The economic forecast indicates that everything seems to be fine. The U.S. economy’s expected growth was revised higher this year to 3.1% from 2.8%, thanks to -tax cuts, higher oil prices, and capital expenditures. Employment is to remain at historic lows of 3.7%, and inflation will remain steady at 2-2.1% over the next three years. In my opinion, these projections reflect that we’re living in a perfect world.
Fed Chair Powell doesn’t yet feel threatened by the effects of the trade war, although he will continue to monitor its developments very carefully.
Interestingly, U.S. equity markets were pulled lower during Powell’s press conference as Treasury yields tumbled across the curve dragging financial stocks with them.
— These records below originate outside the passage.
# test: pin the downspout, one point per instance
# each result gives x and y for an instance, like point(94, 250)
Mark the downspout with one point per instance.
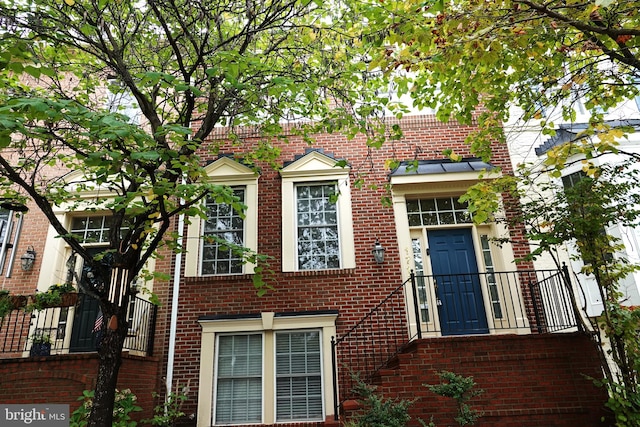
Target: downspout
point(16, 237)
point(8, 226)
point(174, 309)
In theory, low inflation expectations may continue to support non-financial stocks given that it’s a key component of the required return on equity. However, my concern is that falling GDP growth rate will translate into lower profitability and corporate earnings growth. Given that valuations remain historically high, and interest rates on the rise, the threat to the equity bull market will likely increase over the next several months.
The Dollar was only slightly firmer against its major counterparts. The Dollar index traded 0.3% higher at the time of writing at 94.50, which is still well below August highs of 96.98. This suggests that yesterday’s Fed decision was well priced in the market, and focus should now return to macro fundamentals for new guidance.